サウスダコタ州中絶権に関する住民投票(修正案G)の結果と背景

2024年11月5日、アメリカ合衆国サウスダコタ州では、州憲法を改正して中絶への政府介入を制限することを目指す「修正案G(Amendment G)」の住民投票が行われました。この取り組みは、個人の身体的自律権を回復させようとする動きでしたが、最終的に有権者の判断によってその成否が決しました。

Key Facts

  • 投票結果: 否決(反対 58.59% / 賛成 41.41%)
  • 投票率: 登録有権者の68.4%が投票に参加
  • 提案内容: 1973年の「ロー対ウェイド判決」に基づいた三段階(トリメスター)枠組みの導入
  • 背景: サウスダコタ州は1877年から中絶禁止の歴史を持ち、現在は極めて厳格な制限を課している
  • 主要な対立点: 胎児の生存可能性(Viability)の定義と、出産直前まで中絶が可能になるかという解釈の相違

中絶を巡るサウスダコタ州の歴史的経緯

サウスダコタ州における中絶の禁止は古く、1877年に最初の禁止法が制定されました。当初は妊婦の生命保護を目的としていましたが、1950年までには、中絶を試みた女性を犯罪者とする厳格な法律へと発展しました。

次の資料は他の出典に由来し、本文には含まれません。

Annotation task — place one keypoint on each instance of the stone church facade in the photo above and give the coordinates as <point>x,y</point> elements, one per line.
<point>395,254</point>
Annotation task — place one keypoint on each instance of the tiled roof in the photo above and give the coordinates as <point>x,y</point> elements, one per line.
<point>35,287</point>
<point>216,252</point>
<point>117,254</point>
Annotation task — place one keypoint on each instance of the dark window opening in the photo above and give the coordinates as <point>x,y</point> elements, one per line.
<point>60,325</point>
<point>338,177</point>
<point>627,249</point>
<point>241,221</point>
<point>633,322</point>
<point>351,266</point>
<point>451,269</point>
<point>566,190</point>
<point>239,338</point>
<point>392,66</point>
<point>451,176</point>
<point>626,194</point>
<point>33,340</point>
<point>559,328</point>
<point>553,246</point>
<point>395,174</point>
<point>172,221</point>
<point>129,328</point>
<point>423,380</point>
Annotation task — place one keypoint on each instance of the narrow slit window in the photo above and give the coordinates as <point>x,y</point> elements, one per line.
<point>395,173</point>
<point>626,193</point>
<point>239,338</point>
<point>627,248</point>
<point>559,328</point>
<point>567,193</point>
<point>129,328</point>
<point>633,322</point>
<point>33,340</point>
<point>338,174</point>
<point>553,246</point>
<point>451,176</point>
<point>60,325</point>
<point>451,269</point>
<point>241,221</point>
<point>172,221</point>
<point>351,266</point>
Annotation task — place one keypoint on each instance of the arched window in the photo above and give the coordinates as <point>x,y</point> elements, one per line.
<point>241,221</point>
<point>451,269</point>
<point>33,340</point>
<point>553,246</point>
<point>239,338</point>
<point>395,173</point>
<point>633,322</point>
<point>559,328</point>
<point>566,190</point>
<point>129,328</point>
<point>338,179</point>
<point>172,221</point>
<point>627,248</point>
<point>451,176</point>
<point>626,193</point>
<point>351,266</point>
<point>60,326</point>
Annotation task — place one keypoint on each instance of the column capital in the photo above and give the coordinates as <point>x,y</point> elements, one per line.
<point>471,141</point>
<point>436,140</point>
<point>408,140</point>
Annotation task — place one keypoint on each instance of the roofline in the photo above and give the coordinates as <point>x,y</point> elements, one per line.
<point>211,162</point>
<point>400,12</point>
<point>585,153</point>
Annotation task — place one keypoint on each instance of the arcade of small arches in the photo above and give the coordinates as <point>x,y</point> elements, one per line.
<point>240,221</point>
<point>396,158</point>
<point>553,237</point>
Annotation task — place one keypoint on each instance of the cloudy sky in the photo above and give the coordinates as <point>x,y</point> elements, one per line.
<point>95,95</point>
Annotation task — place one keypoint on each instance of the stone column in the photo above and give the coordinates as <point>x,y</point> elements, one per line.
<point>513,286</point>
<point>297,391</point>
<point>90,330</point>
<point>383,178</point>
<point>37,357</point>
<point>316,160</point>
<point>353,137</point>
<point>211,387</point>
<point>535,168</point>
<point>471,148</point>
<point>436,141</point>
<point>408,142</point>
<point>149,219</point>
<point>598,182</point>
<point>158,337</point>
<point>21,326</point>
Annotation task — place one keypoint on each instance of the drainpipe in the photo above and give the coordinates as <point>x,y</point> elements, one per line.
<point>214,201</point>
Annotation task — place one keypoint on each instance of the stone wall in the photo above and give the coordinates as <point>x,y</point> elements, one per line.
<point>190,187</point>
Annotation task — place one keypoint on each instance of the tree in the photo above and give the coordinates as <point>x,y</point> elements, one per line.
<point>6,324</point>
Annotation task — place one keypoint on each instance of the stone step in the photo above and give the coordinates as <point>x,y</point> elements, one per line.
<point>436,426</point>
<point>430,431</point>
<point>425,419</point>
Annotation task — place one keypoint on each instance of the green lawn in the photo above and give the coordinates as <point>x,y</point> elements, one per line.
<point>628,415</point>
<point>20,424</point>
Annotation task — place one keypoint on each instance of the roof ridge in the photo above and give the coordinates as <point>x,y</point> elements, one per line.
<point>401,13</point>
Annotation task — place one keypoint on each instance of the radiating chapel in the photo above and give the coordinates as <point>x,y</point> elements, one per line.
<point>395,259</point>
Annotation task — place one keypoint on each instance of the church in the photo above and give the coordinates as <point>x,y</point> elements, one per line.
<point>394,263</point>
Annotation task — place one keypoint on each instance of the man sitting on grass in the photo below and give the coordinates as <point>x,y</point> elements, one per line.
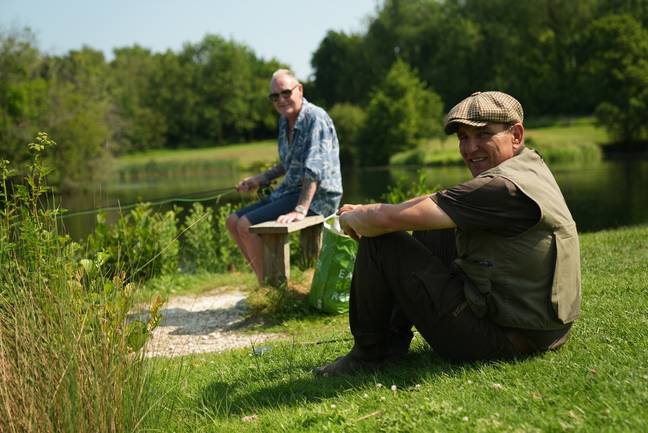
<point>492,269</point>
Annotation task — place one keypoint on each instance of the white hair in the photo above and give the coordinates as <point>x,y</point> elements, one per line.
<point>279,72</point>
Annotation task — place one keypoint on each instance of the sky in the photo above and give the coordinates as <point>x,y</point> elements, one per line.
<point>288,30</point>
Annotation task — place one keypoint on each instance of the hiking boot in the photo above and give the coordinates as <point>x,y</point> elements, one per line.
<point>348,365</point>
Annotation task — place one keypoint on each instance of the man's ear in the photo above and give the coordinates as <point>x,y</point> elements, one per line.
<point>518,135</point>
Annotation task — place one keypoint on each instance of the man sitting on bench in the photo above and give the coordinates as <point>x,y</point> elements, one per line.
<point>309,159</point>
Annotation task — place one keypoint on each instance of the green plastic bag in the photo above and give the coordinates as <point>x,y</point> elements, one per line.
<point>332,279</point>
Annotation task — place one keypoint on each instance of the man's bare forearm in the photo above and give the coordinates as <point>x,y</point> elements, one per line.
<point>309,187</point>
<point>419,213</point>
<point>272,173</point>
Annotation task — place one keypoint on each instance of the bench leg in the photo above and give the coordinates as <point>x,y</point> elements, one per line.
<point>276,258</point>
<point>310,239</point>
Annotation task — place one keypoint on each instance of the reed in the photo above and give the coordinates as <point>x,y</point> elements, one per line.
<point>69,358</point>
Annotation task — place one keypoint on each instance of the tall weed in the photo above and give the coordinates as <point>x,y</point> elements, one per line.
<point>69,359</point>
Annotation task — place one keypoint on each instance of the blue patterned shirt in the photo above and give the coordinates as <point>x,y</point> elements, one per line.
<point>313,154</point>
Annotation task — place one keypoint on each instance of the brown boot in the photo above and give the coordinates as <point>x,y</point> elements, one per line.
<point>348,365</point>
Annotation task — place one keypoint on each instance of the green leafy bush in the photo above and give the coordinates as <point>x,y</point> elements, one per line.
<point>349,120</point>
<point>69,358</point>
<point>142,243</point>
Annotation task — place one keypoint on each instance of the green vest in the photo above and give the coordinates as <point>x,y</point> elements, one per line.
<point>531,280</point>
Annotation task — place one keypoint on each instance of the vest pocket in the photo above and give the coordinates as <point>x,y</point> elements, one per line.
<point>566,289</point>
<point>444,289</point>
<point>477,283</point>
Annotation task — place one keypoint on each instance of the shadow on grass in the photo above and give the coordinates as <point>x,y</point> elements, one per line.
<point>292,388</point>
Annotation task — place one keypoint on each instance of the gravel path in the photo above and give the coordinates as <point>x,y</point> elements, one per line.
<point>203,323</point>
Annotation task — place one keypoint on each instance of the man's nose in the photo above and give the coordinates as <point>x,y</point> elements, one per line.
<point>468,145</point>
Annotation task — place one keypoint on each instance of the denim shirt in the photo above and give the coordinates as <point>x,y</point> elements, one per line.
<point>314,155</point>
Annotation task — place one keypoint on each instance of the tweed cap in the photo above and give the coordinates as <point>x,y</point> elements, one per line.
<point>482,108</point>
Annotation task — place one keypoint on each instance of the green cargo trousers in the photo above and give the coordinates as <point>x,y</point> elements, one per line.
<point>402,280</point>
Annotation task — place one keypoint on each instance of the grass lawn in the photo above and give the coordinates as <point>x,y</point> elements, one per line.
<point>598,382</point>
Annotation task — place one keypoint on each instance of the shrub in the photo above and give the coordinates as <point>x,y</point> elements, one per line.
<point>401,113</point>
<point>142,243</point>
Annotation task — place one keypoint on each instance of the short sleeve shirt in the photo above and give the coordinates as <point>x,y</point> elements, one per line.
<point>313,154</point>
<point>490,204</point>
<point>497,206</point>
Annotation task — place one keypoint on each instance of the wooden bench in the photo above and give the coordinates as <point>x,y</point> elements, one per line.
<point>276,246</point>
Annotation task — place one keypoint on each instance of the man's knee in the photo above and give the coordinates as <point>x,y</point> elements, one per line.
<point>231,223</point>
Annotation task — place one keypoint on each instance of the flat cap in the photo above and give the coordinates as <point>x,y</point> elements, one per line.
<point>482,108</point>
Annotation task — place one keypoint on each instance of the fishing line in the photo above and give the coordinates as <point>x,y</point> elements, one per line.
<point>219,193</point>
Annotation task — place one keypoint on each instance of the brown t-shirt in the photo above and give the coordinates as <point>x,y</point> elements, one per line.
<point>497,206</point>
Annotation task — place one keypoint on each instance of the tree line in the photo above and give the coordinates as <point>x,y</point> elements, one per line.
<point>558,57</point>
<point>210,93</point>
<point>386,87</point>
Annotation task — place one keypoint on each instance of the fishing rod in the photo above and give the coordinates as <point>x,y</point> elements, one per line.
<point>216,195</point>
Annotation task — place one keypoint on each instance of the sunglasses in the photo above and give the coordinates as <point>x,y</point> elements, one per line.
<point>274,97</point>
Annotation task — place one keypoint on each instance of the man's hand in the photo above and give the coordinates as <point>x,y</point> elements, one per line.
<point>346,216</point>
<point>248,184</point>
<point>290,217</point>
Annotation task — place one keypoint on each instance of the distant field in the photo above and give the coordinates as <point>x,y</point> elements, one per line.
<point>575,140</point>
<point>245,154</point>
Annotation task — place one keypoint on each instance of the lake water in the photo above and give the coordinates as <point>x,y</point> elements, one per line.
<point>601,195</point>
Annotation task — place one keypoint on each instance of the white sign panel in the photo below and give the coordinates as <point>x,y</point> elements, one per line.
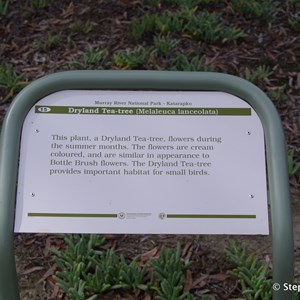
<point>142,162</point>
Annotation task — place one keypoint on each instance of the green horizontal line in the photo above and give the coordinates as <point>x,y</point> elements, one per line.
<point>177,216</point>
<point>162,111</point>
<point>71,215</point>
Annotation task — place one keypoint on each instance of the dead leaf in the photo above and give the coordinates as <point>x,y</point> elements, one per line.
<point>147,255</point>
<point>188,283</point>
<point>31,270</point>
<point>50,272</point>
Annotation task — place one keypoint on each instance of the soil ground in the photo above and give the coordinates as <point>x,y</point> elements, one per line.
<point>24,32</point>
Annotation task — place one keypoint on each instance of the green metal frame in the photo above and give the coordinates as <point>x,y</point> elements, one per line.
<point>281,220</point>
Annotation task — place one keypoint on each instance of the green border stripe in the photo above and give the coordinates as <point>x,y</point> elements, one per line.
<point>72,215</point>
<point>181,216</point>
<point>149,111</point>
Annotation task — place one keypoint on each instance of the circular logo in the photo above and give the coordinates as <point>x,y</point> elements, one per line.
<point>44,109</point>
<point>162,216</point>
<point>121,215</point>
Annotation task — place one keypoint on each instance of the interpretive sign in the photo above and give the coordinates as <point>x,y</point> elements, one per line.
<point>142,162</point>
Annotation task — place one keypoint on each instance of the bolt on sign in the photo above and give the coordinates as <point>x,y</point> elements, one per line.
<point>142,162</point>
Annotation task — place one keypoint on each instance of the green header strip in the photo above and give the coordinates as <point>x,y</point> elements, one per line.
<point>165,111</point>
<point>71,215</point>
<point>178,216</point>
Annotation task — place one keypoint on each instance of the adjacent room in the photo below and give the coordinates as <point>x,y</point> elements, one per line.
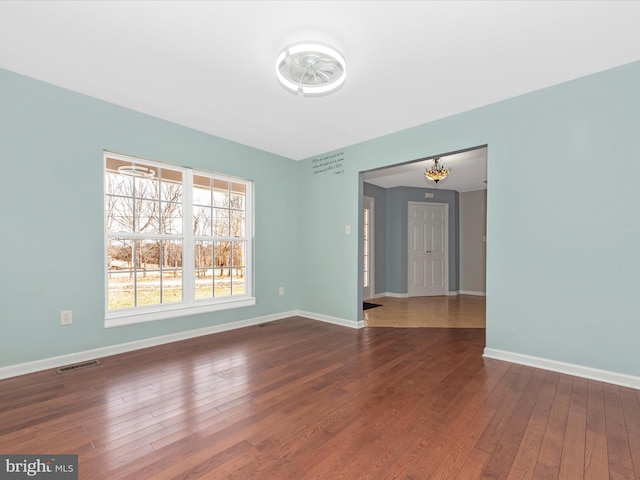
<point>311,239</point>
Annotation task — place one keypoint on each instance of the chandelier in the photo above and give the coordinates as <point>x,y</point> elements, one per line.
<point>437,172</point>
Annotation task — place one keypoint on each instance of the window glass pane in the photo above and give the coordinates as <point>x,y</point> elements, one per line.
<point>237,254</point>
<point>145,263</point>
<point>119,254</point>
<point>222,255</point>
<point>171,254</point>
<point>204,283</point>
<point>238,194</point>
<point>201,190</point>
<point>147,187</point>
<point>147,288</point>
<point>201,221</point>
<point>220,193</point>
<point>119,214</point>
<point>120,291</point>
<point>237,269</point>
<point>237,281</point>
<point>171,185</point>
<point>222,287</point>
<point>147,254</point>
<point>220,222</point>
<point>171,286</point>
<point>237,223</point>
<point>146,216</point>
<point>171,217</point>
<point>203,254</point>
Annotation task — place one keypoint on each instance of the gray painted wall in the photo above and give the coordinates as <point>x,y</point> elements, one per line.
<point>392,234</point>
<point>473,247</point>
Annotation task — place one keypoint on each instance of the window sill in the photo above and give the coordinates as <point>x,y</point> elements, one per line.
<point>130,317</point>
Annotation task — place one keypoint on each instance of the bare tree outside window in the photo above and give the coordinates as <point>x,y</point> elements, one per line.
<point>144,224</point>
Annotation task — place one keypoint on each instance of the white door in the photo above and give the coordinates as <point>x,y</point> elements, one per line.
<point>368,289</point>
<point>427,249</point>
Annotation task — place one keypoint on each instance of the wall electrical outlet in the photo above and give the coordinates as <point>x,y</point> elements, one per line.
<point>66,317</point>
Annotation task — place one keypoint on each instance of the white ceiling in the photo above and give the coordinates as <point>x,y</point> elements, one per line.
<point>468,173</point>
<point>210,65</point>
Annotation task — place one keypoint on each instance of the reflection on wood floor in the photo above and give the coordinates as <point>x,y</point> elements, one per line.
<point>462,311</point>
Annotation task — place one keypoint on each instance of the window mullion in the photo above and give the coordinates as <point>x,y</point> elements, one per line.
<point>188,261</point>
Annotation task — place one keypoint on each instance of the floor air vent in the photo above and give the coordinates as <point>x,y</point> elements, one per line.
<point>76,366</point>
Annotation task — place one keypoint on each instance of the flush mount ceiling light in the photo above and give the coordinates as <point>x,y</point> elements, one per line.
<point>310,69</point>
<point>437,172</point>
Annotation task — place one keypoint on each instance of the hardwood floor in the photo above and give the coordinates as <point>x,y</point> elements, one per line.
<point>461,311</point>
<point>300,399</point>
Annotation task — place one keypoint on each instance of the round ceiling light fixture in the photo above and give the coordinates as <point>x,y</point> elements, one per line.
<point>310,69</point>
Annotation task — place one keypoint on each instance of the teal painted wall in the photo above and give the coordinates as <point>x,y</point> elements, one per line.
<point>562,261</point>
<point>51,225</point>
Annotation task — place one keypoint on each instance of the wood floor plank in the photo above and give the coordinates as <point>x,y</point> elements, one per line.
<point>620,460</point>
<point>300,399</point>
<point>572,460</point>
<point>596,454</point>
<point>548,465</point>
<point>526,458</point>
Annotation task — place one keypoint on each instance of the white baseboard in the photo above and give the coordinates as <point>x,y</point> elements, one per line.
<point>62,360</point>
<point>472,292</point>
<point>390,294</point>
<point>334,320</point>
<point>566,368</point>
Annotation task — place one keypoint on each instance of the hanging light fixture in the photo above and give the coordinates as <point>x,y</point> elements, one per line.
<point>310,69</point>
<point>437,172</point>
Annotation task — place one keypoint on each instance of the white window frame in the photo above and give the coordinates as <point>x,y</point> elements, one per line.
<point>189,305</point>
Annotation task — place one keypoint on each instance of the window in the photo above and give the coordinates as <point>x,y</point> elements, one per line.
<point>177,241</point>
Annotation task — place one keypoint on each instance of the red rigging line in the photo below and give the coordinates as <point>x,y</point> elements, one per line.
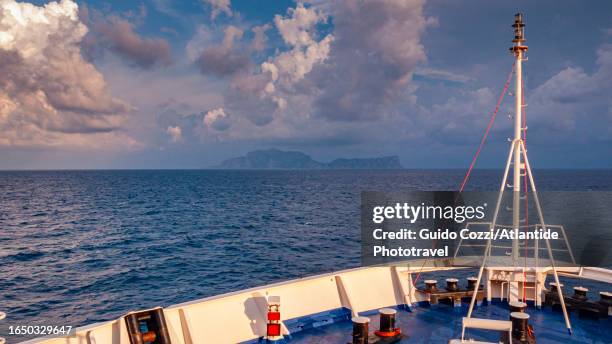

1972年には州最高裁判所がこの禁止法の合憲性を認めたものの、翌年、連邦最高裁判所による歴史的な「ロー対ウェイド判決」が出されたことで、州法は事実上無効となりました。しかし、近年の法改正や判例の変化により、再び州による厳しい制限が復活しています。

修正案Gの提案と論争の焦点

「Dakotans for Health」という団体が主導したこの修正案は、2022年に提出され、十分な署名を集めて2024年の投票へと至りました。この提案の核心は、かつての連邦最高裁が採用していた「三段階(トリメスター)枠組み」を州憲法に組み込むことにありました。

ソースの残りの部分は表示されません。